Re: [PATCH] Incremental sort (was: PoC: Partial sort)

From: James Coleman <jtc331(at)gmail(dot)com>
To: Tomas Vondra <tomas(dot)vondra(at)2ndquadrant(dot)com>
Cc: Peter Geoghegan <pg(at)bowt(dot)ie>, Simon Riggs <simon(at)2ndquadrant(dot)com>, Rafia Sabih <rafia(dot)pghackers(at)gmail(dot)com>, Shaun Thomas <shaun(dot)thomas(at)2ndquadrant(dot)com>, Dmitry Dolgov <9erthalion6(at)gmail(dot)com>, Alexander Korotkov <a(dot)korotkov(at)postgrespro(dot)ru>, Tom Lane <tgl(at)sss(dot)pgh(dot)pa(dot)us>, PostgreSQL Developers <pgsql-hackers(at)lists(dot)postgresql(dot)org>
Subject: Re: [PATCH] Incremental sort (was: PoC: Partial sort)
Date: 2019-07-08 13:22:39
Message-ID: CAAaqYe9LWNYik9E0ndiNc_AQ9TzEFKPSSs-0HU8PjOJXWm9Ldw@mail.gmail.com
Views: Raw Message | Whole Thread | Download mbox | Resend email
Thread:
Lists: pgsql-hackers

On Sun, Jul 7, 2019 at 5:02 PM Tomas Vondra
<tomas(dot)vondra(at)2ndquadrant(dot)com> wrote:
> We're running query like this:
>
> SELECT a, sum(b), count(*) FROM pagg_tab_ml GROUP BY a HAVING avg(b) < 3 ORDER BY 1, 2, 3
>
> but we're trying to add the incremental sort *before* the aggregation,
> because the optimizer also considers group aggregate with a sorted
> input. And (a) is a prefix of (a,sum(b),count(b)) so we think we
> actually can do this, but clearly that's nonsense, because we can't
> possibly know the aggregates yet. Hence the error.
>
> If this is the actual issue, we need to ensure we actually can evaluate
> all the pathkeys. I don't know how to do that yet. I thought that maybe
> we should modify pathkeys_common_contained_in() to set presorted_keys to
> 0 in this case.
>
> But then I started wondering why we don't see this issue even for
> regular (non-incremental-sort) paths built in create_ordered_paths().
> How come we don't see these failures there? I've modified costing to
> make all incremental sort paths very cheap, and still nothing.

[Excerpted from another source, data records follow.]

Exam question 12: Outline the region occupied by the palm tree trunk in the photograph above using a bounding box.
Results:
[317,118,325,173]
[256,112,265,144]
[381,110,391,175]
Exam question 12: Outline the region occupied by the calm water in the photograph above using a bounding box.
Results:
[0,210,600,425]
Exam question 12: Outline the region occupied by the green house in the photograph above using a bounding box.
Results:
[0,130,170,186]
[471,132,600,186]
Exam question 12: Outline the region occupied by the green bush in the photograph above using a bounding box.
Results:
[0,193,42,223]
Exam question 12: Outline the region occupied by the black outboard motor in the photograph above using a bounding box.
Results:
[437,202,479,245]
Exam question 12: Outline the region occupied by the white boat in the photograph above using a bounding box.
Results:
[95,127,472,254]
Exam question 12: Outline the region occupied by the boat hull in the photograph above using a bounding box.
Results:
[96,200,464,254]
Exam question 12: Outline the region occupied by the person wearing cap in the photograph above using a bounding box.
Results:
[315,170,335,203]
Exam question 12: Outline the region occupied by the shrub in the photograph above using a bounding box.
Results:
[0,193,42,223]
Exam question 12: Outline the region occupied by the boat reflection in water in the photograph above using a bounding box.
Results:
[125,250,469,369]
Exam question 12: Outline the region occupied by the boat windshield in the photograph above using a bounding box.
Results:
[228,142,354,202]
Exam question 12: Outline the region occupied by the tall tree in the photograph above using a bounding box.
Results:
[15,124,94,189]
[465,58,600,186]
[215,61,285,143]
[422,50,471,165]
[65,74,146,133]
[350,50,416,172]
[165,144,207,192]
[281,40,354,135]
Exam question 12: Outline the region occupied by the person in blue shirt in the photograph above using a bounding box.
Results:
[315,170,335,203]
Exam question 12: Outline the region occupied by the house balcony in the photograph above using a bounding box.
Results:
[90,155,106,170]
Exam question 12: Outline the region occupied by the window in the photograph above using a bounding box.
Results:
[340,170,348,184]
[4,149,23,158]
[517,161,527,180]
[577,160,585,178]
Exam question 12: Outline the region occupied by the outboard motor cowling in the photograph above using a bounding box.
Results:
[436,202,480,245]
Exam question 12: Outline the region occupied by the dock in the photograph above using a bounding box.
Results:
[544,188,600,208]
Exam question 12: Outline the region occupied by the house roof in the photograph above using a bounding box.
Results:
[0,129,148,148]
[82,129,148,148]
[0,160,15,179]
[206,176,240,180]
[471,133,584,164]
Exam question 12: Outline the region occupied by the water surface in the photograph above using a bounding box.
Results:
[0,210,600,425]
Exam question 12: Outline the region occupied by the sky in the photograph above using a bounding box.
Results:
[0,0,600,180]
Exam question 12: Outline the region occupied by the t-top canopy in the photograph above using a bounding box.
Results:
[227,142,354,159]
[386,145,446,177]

I assume you mean you modified costing to make regular sort paths very cheap?

> So presumably there's a check elsewhere (either implicit or explicit),
> because create_ordered_paths() uses pathkeys_common_contained_in() and
> does not have the same issue.

Given this comment in create_ordered_paths():

generate_gather_paths() will have already generated a simple Gather
path for the best parallel path, if any, and the loop above will have
considered sorting it. Similarly, generate_gather_paths() will also
have generated order-preserving Gather Merge plans which can be used
without sorting if they happen to match the sort_pathkeys, and the loop
above will have handled those as well. However, there's one more
possibility: it may make sense to sort the cheapest partial path
according to the required output order and then use Gather Merge.

my understanding is that generate_gather_paths() only considers paths
that already happen to be sorted (not explicit sorts), so I'm
wondering if it would make more sense for the incremental sort path
creation for this case to live alongside the explicit ordered path
creation in create_ordered_paths() rather than in
generate_gather_paths().

If I'm understanding what you're saying properly, I think you'd
expected create_ordered_paths() to be roughly similar in what it
considers as partial paths and so have the same problem, and I haven't
yet read enough of the code to understand if my proposed change
actually has any impact on the issue we're discussing, but it seems to
me that it at least fits more with what the comments imply.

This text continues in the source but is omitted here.